By Joey Coleman // @JoeyColeman
Published: Jan 17 2017 (2 months ago) // Last Updated: Jan 18 2017 (2 months ago)

What is attendance, and how do we define it?

City Council disagrees with my methods of recording every vote by Councillors, and by extension who is and is not present during meetings.

I record when Councillors arrive in the morning, the time Council makes quorum, and starting and ending times of public meetings.

City Hall Definitions

A councillor is considered present for the entire meeting, and on time, if they are present in the meeting room at some point during the meeting.

If a councillor walks into a 10-hour meeting for 15-seconds, waves at the Clerk, and leaves, this counts as full attendance.

The Public Record Definition

Is a councillor presented at the scheduled start time of a meeting?

Yes/No: If yes, they are on time.

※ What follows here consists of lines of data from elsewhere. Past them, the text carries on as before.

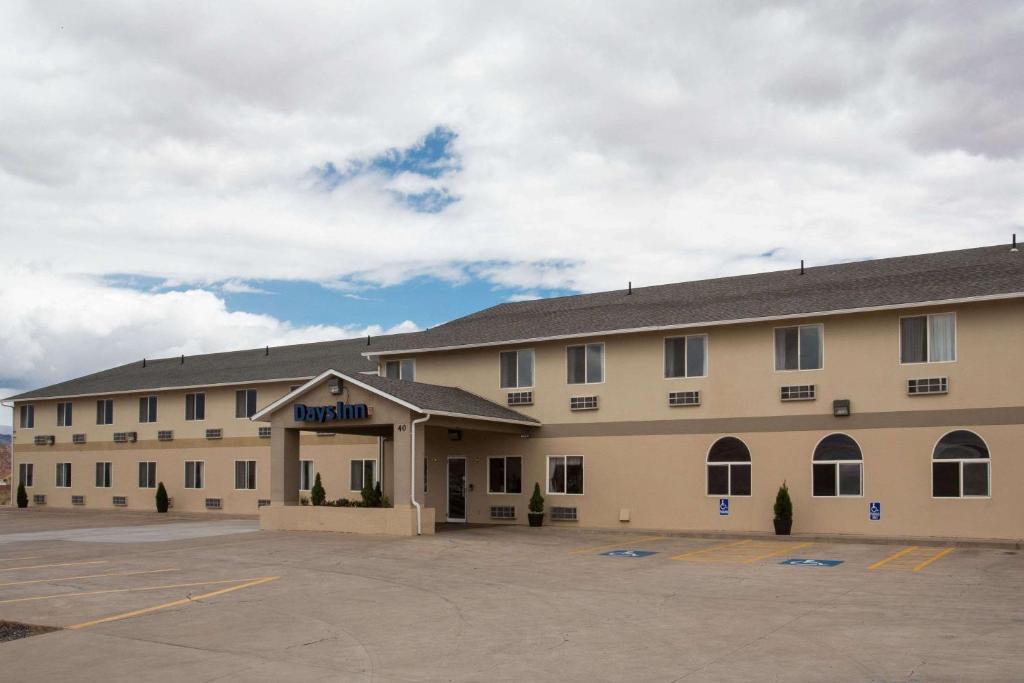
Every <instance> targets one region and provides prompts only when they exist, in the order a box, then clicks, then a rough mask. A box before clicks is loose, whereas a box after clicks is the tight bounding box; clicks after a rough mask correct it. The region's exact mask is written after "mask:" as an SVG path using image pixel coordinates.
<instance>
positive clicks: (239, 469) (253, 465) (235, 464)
mask: <svg viewBox="0 0 1024 683" xmlns="http://www.w3.org/2000/svg"><path fill="white" fill-rule="evenodd" d="M234 487H236V488H237V489H249V490H256V461H255V460H236V461H234Z"/></svg>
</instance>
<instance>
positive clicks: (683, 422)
mask: <svg viewBox="0 0 1024 683" xmlns="http://www.w3.org/2000/svg"><path fill="white" fill-rule="evenodd" d="M1018 424H1024V407H1014V408H978V409H964V410H953V411H901V412H890V413H859V414H858V413H854V414H853V415H851V416H850V417H848V418H836V417H833V416H831V415H785V416H774V417H767V418H713V419H707V420H637V421H632V422H589V423H580V424H572V423H563V424H555V425H552V424H548V425H544V426H543V427H541V428H539V429H538V430H537V431H536V432H534V433H532V436H534V437H535V438H545V437H549V438H554V437H559V436H638V435H658V434H726V433H730V434H731V433H751V432H787V431H818V430H842V429H897V428H901V427H967V426H971V425H1018Z"/></svg>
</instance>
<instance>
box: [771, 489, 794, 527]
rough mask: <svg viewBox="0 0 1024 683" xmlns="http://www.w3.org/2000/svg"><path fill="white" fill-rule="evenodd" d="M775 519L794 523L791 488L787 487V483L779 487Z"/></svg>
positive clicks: (776, 498) (777, 496)
mask: <svg viewBox="0 0 1024 683" xmlns="http://www.w3.org/2000/svg"><path fill="white" fill-rule="evenodd" d="M775 519H784V520H786V521H793V501H792V500H790V487H788V486H786V485H785V481H783V482H782V485H781V486H779V487H778V494H776V496H775Z"/></svg>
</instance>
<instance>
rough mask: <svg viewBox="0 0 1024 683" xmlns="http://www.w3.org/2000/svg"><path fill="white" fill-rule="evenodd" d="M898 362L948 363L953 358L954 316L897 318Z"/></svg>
mask: <svg viewBox="0 0 1024 683" xmlns="http://www.w3.org/2000/svg"><path fill="white" fill-rule="evenodd" d="M899 349H900V350H899V355H900V358H899V359H900V362H949V361H950V360H955V359H956V316H955V315H954V314H953V313H940V314H937V315H912V316H909V317H901V318H900V319H899Z"/></svg>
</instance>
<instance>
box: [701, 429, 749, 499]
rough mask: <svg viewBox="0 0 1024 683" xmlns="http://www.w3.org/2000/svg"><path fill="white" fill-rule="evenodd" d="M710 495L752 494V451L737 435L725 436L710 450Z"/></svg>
mask: <svg viewBox="0 0 1024 683" xmlns="http://www.w3.org/2000/svg"><path fill="white" fill-rule="evenodd" d="M708 495H709V496H750V495H751V452H750V450H748V447H746V444H745V443H743V442H742V441H740V440H739V439H738V438H736V437H735V436H723V437H722V438H720V439H718V440H717V441H715V444H714V445H712V446H711V451H709V452H708Z"/></svg>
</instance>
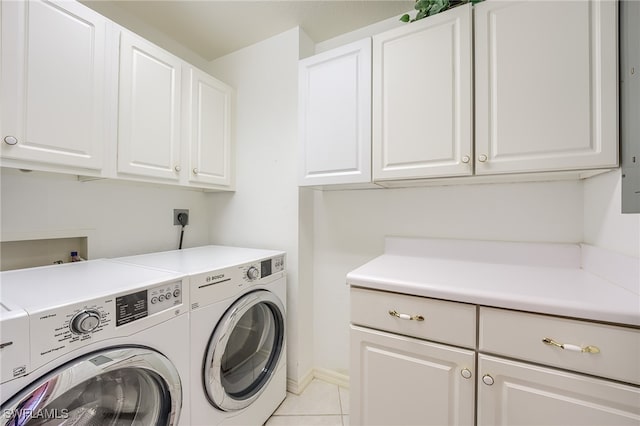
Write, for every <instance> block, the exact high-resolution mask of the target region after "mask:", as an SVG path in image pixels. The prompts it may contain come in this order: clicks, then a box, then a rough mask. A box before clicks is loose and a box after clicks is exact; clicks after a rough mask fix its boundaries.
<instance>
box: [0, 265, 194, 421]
mask: <svg viewBox="0 0 640 426" xmlns="http://www.w3.org/2000/svg"><path fill="white" fill-rule="evenodd" d="M0 300H1V304H2V311H1V316H0V365H1V366H2V368H1V370H0V372H1V373H2V376H1V378H0V379H1V380H0V382H1V384H0V403H1V414H0V424H1V425H6V424H11V425H28V424H60V423H64V424H100V425H120V424H127V425H129V424H132V425H151V424H154V425H174V424H181V425H189V424H190V423H191V421H190V419H189V410H188V409H184V410H183V407H188V406H189V399H188V398H189V391H190V386H189V381H188V378H189V356H188V353H187V352H186V351H185V350H184V348H187V347H188V346H189V332H188V327H189V315H188V312H189V309H188V307H189V306H188V305H189V286H188V280H187V278H186V277H185V276H184V274H179V273H175V272H168V271H164V270H159V269H153V268H145V267H140V266H134V265H126V264H122V263H119V262H113V261H109V260H93V261H87V262H77V263H68V264H64V265H52V266H46V267H40V268H31V269H22V270H16V271H7V272H2V273H0ZM48 422H51V423H48Z"/></svg>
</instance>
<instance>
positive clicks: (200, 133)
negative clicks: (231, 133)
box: [184, 68, 233, 187]
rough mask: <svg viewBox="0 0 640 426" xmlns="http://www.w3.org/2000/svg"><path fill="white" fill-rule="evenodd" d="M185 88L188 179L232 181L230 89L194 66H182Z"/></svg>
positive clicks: (230, 104) (208, 180)
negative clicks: (186, 108)
mask: <svg viewBox="0 0 640 426" xmlns="http://www.w3.org/2000/svg"><path fill="white" fill-rule="evenodd" d="M186 77H187V79H188V83H187V84H186V85H185V86H184V87H186V88H188V90H189V96H190V99H189V100H188V102H187V108H188V109H189V111H188V112H187V113H185V118H187V117H190V120H188V121H187V120H185V125H186V126H187V132H188V136H187V138H188V140H189V144H188V147H189V150H190V153H189V155H188V158H189V159H190V163H189V164H190V165H189V169H190V170H189V171H188V173H189V181H190V182H196V183H206V184H211V185H219V186H224V187H229V186H231V185H232V180H233V179H232V170H233V167H232V161H233V152H232V145H231V101H232V94H233V89H231V87H229V86H227V85H226V84H224V83H222V82H220V81H218V80H216V79H215V78H213V77H211V76H210V75H208V74H205V73H204V72H202V71H199V70H197V69H195V68H190V69H188V70H186Z"/></svg>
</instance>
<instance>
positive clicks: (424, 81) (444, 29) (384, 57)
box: [373, 5, 473, 180]
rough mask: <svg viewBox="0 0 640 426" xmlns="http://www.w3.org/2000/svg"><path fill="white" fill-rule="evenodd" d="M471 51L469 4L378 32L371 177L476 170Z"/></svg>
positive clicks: (414, 177) (469, 5) (380, 179)
mask: <svg viewBox="0 0 640 426" xmlns="http://www.w3.org/2000/svg"><path fill="white" fill-rule="evenodd" d="M471 54H472V53H471V7H470V5H466V6H460V7H457V8H454V9H451V10H449V11H447V12H444V13H442V14H440V15H436V16H433V17H430V18H428V19H425V20H423V21H420V22H418V23H415V24H411V25H409V26H406V27H401V28H398V29H397V30H392V31H388V32H386V33H384V34H382V35H379V36H376V37H374V39H373V58H374V68H373V93H374V95H373V123H374V124H373V144H374V145H373V156H374V162H373V164H374V169H373V170H374V172H373V173H374V180H385V179H398V178H420V177H436V176H459V175H470V174H471V173H472V171H473V168H472V166H471V162H469V158H470V156H471V155H472V151H471V142H472V141H471V125H472V122H471V108H472V103H471V100H472V97H471V88H472V83H471V81H472V72H471ZM464 157H466V158H465V160H464V161H467V164H465V163H464V161H463V158H464Z"/></svg>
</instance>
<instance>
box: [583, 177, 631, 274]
mask: <svg viewBox="0 0 640 426" xmlns="http://www.w3.org/2000/svg"><path fill="white" fill-rule="evenodd" d="M621 185H622V175H621V171H620V170H615V171H612V172H609V173H606V174H603V175H599V176H595V177H593V178H591V179H588V180H586V181H585V182H584V242H585V243H588V244H592V245H595V246H598V247H602V248H604V249H607V250H611V251H615V252H618V253H622V254H628V255H631V256H636V257H638V256H640V214H621V213H620V210H621V203H622V197H621V194H622V187H621ZM638 279H640V277H638Z"/></svg>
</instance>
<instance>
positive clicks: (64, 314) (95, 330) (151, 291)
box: [30, 278, 188, 363]
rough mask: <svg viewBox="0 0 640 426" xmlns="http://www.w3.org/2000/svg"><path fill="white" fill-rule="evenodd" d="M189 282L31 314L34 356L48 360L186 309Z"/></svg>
mask: <svg viewBox="0 0 640 426" xmlns="http://www.w3.org/2000/svg"><path fill="white" fill-rule="evenodd" d="M183 281H184V282H183ZM186 282H187V281H186V278H185V279H182V280H178V281H170V282H166V283H162V284H158V285H154V286H151V287H145V288H140V289H137V290H133V291H127V292H121V293H115V294H113V295H108V296H104V297H101V298H97V299H93V300H89V301H86V302H82V303H76V304H73V305H67V306H63V307H59V308H54V309H50V310H46V311H43V312H39V313H36V314H32V315H31V316H30V326H31V354H32V355H31V356H32V358H31V359H32V360H38V363H41V362H48V361H50V360H53V359H55V358H57V357H59V356H61V355H64V354H65V353H67V352H70V351H73V350H76V349H78V348H80V347H83V346H86V345H89V344H91V343H94V342H96V341H100V340H105V339H110V338H114V337H121V336H129V335H132V334H134V333H136V332H139V331H141V330H144V329H146V328H149V327H153V326H155V325H156V324H159V323H162V322H164V321H166V320H168V319H170V318H173V317H175V316H177V315H181V314H183V313H186V312H188V306H187V305H186V303H184V302H183V298H185V300H186V296H185V295H184V294H183V289H185V288H188V287H187V286H186V285H185V283H186Z"/></svg>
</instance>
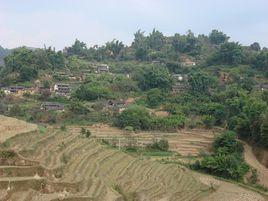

If no, they are late.

The concept of on-time is familiar to anyone who has a wage job, but Council treats this as some form of oppression by the public.

(Hence Ward 8 Councillor Terry Whitehead's 8-hour long Twitter tirade, he was upset I reported his late arrival times to two meetings)

Is the councillor present during a vote?

Yes/No: If yes, mark how they voted. If no, mark them as absent from the vote.

Is the councillor present at the end of a meeting?

Yes/No: If yes, mark them present. If no, mark them as absent.

Here's what a full meeting record looks like:
Attendance Sheet

Post-Truth

Post-truth politics must be fought at every turn.

I'll continue to record Council attendance, and will not agree to abide by City Hall convention.

The public deserves facts - that's what my full recordings of meetings and votes provides.